Один из важнейших вопросов, которые мы надеялись разрешить, состоял в том, ходят ли камчатские косатки на Командоры, или эти сообщества полностью изолированы. Поначалу мы встречали только незнакомых косаток – Таня никого не узнавала и тщетно просматривала каталог. Но на третий день в одной из групп, державшейся чуть поодаль от основного скопления, мы заметили подозрительно знакомый крючковатый плавник. Хуки! Да, это был он и вся его семья в полном составе. Они не смешивались с местными и держались несколько обособленно, но тем не менее они были здесь, на Командорах, в скоплении командорских косаток.

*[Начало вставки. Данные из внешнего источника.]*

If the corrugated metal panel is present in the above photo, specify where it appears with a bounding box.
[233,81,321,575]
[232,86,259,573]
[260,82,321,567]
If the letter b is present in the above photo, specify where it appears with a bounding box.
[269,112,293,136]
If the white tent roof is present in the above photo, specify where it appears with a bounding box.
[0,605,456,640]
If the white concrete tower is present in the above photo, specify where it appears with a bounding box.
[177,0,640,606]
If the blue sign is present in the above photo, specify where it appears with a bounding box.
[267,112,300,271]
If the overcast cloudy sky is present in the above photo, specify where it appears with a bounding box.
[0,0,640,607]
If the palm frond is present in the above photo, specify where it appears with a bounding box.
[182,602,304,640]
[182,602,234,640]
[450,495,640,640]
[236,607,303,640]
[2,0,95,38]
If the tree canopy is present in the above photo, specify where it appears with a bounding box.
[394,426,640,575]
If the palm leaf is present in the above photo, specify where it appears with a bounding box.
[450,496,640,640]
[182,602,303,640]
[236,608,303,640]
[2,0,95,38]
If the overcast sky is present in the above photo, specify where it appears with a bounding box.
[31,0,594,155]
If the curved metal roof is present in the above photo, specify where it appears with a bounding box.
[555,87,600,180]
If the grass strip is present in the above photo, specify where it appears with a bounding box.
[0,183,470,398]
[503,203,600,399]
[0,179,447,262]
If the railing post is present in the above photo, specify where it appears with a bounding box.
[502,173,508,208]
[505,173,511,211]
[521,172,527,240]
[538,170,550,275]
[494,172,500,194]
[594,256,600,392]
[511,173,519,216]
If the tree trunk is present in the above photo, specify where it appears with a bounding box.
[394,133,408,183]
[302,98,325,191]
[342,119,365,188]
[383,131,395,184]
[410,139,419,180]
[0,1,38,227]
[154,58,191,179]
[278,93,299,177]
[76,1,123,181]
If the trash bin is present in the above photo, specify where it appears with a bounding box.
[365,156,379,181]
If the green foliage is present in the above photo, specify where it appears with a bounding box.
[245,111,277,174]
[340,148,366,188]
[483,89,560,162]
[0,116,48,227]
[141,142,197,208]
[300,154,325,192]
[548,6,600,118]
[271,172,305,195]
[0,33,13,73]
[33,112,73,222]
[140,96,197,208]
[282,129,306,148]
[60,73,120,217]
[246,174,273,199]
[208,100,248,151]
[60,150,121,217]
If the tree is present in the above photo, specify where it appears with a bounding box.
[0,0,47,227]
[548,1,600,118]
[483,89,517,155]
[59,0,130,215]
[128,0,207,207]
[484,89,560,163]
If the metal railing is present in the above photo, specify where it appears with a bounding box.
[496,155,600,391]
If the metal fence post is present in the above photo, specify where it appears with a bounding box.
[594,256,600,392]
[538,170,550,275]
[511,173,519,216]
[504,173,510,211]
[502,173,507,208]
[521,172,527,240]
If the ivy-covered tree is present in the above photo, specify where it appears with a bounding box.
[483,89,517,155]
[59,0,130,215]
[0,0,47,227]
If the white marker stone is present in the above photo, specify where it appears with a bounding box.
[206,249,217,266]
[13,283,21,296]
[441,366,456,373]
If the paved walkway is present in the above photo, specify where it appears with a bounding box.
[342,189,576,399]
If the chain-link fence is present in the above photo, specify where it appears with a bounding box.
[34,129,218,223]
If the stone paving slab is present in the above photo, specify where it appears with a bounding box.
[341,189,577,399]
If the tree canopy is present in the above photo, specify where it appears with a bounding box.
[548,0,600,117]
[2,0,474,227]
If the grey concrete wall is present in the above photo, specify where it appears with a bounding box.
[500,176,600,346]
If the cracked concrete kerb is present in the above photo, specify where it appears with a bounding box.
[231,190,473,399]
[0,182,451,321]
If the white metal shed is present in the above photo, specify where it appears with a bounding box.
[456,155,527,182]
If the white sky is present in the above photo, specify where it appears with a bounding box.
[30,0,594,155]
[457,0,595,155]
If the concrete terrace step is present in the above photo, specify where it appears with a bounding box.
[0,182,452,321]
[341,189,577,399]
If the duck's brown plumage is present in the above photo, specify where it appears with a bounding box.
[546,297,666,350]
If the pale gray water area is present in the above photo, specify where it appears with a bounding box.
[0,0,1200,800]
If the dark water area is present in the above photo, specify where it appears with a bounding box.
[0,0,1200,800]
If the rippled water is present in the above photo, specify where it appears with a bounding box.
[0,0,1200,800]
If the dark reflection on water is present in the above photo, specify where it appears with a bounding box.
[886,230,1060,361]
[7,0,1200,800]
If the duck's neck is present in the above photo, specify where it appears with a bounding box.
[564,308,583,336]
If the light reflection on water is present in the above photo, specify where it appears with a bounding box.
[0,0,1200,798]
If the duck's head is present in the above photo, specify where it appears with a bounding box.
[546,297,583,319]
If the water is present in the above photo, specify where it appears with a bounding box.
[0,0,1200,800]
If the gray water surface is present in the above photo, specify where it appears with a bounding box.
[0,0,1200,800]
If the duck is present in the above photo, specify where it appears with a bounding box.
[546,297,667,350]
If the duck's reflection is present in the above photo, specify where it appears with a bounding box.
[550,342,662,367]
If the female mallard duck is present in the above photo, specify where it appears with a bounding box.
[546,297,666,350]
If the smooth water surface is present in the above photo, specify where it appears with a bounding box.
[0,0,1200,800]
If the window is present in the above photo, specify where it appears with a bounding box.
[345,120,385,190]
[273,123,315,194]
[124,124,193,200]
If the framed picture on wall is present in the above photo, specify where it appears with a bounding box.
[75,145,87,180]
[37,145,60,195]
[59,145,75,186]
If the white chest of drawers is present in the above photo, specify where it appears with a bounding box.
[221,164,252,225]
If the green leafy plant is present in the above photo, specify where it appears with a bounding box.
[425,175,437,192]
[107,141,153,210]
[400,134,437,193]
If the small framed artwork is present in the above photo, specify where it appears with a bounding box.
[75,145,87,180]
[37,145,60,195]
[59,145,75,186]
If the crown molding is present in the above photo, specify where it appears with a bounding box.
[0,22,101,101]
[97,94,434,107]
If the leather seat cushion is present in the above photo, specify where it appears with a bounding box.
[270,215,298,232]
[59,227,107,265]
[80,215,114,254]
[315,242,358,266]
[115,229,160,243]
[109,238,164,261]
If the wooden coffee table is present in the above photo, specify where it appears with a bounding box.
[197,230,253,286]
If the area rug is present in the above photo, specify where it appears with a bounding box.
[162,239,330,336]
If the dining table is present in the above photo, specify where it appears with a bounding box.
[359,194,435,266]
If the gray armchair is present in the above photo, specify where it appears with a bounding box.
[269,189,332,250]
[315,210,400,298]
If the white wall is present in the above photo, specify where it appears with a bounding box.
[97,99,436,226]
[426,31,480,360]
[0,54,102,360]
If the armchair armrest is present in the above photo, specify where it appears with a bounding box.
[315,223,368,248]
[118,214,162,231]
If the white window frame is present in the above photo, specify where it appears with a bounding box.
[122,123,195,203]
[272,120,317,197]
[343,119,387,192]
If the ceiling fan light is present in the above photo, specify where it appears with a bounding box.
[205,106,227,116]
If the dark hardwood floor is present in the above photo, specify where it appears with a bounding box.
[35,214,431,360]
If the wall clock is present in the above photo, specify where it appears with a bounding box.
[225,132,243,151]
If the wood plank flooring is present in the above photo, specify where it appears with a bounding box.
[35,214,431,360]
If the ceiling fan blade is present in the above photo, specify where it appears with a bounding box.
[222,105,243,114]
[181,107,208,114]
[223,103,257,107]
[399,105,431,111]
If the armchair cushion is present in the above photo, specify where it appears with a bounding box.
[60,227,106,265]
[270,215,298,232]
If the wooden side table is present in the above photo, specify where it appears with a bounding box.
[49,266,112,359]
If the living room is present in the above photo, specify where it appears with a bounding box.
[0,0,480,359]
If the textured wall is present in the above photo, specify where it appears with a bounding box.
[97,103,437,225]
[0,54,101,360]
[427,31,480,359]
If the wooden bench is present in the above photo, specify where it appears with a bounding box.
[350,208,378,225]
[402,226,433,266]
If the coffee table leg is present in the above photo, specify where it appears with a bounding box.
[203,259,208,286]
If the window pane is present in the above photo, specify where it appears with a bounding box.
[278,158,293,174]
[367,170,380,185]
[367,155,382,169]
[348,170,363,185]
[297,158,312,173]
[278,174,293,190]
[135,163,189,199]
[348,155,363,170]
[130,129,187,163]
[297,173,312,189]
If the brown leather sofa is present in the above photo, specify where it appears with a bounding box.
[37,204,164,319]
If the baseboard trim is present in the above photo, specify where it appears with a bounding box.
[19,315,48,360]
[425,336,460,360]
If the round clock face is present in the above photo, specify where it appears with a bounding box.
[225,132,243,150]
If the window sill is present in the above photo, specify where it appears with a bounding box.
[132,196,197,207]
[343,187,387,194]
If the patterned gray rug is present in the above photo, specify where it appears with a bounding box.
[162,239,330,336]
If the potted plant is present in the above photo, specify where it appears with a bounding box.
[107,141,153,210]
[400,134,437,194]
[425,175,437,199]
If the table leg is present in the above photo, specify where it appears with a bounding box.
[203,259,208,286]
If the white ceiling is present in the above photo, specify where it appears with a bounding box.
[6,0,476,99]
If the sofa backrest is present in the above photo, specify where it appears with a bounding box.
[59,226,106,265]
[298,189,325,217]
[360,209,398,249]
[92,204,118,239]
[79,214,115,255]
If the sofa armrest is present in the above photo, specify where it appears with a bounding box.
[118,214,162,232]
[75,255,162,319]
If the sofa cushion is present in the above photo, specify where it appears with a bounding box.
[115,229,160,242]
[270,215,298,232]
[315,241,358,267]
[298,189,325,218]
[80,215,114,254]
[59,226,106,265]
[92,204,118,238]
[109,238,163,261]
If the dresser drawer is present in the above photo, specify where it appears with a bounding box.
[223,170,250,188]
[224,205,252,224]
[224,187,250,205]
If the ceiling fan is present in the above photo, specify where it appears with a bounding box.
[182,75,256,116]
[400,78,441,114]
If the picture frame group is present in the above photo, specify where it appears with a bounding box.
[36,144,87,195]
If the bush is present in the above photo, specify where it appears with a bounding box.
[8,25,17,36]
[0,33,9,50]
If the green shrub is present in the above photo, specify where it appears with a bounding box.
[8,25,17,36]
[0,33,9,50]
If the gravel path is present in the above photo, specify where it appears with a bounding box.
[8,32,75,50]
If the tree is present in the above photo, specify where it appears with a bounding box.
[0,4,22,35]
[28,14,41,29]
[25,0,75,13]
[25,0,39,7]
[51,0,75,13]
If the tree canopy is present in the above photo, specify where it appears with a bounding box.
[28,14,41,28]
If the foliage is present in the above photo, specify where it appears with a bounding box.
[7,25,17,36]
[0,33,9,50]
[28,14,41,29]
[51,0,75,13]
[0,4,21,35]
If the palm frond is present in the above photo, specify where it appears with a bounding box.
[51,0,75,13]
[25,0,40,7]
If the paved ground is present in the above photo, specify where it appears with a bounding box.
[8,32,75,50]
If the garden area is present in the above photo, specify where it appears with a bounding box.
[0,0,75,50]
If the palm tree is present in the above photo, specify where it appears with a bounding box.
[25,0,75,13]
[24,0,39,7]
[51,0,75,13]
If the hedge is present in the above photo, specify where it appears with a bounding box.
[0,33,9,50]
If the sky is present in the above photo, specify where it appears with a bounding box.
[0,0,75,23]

Дальше стало еще интереснее. Отработав с семьей Хуки, мы заметили еще одну группу и направились к ней. Но этим косаткам наша лодка совсем не понравилась – они не подпускали даже на расстояние приличного снимка, заныривая при нашем приближении и выныривая, непредсказуемо поменяв направление (впоследствии мы часто сталкивались с этой техникой избегания, особенно характерной для командорских косаток, но изредка встречающейся и на Камчатке). Все, что нам удавалось от них получить, – это фото маленьких черных треугольничков на горизонте. В одну из таких попыток Таня вдруг вскрикнула от неожиданности: «Там белая косатка!» Увеличив фото черных треугольничков, она и вправду смогла разглядеть и показать нам на экранчике фотоаппарата детеныша необычно светлого окраса. Он был не чисто-белым, а скорее желтым – маленькие косатки часто имеют желтоватый оттенок тех частей тела, которые становятся белыми у взрослых. Желтый малыш немедленно получил кличку «Лимон». Впрочем, толком отснять его семью нам так и не удалось: они упорно уходили от нас. В какой-то момент показалось, что косатки наконец привыкли к нам, – они перестали вилять и спокойно шли, подставляя бока под объектив фотоаппарата. Мы радовались ровно до того момента, пока не сообразили, что животных стало как-то мало. Огляделись по сторонам и заметили основную группу почти на горизонте. Рядом с нами шли всего четверо – двое взрослых самцов и двое «других» – самок или молодых, отвлекая наше внимание от семьи с детенышами. Через некоторое время, решив, что задача выполнена, они тоже занырнули и исчезли. Мы не стали их преследовать, поскольку такой маневр как бы намекал, что мы достали их окончательно. Приличных снимков Лимона в тот раз нам сделать так и не удалось, но история с белыми косатками имела продолжение двумя годами позже.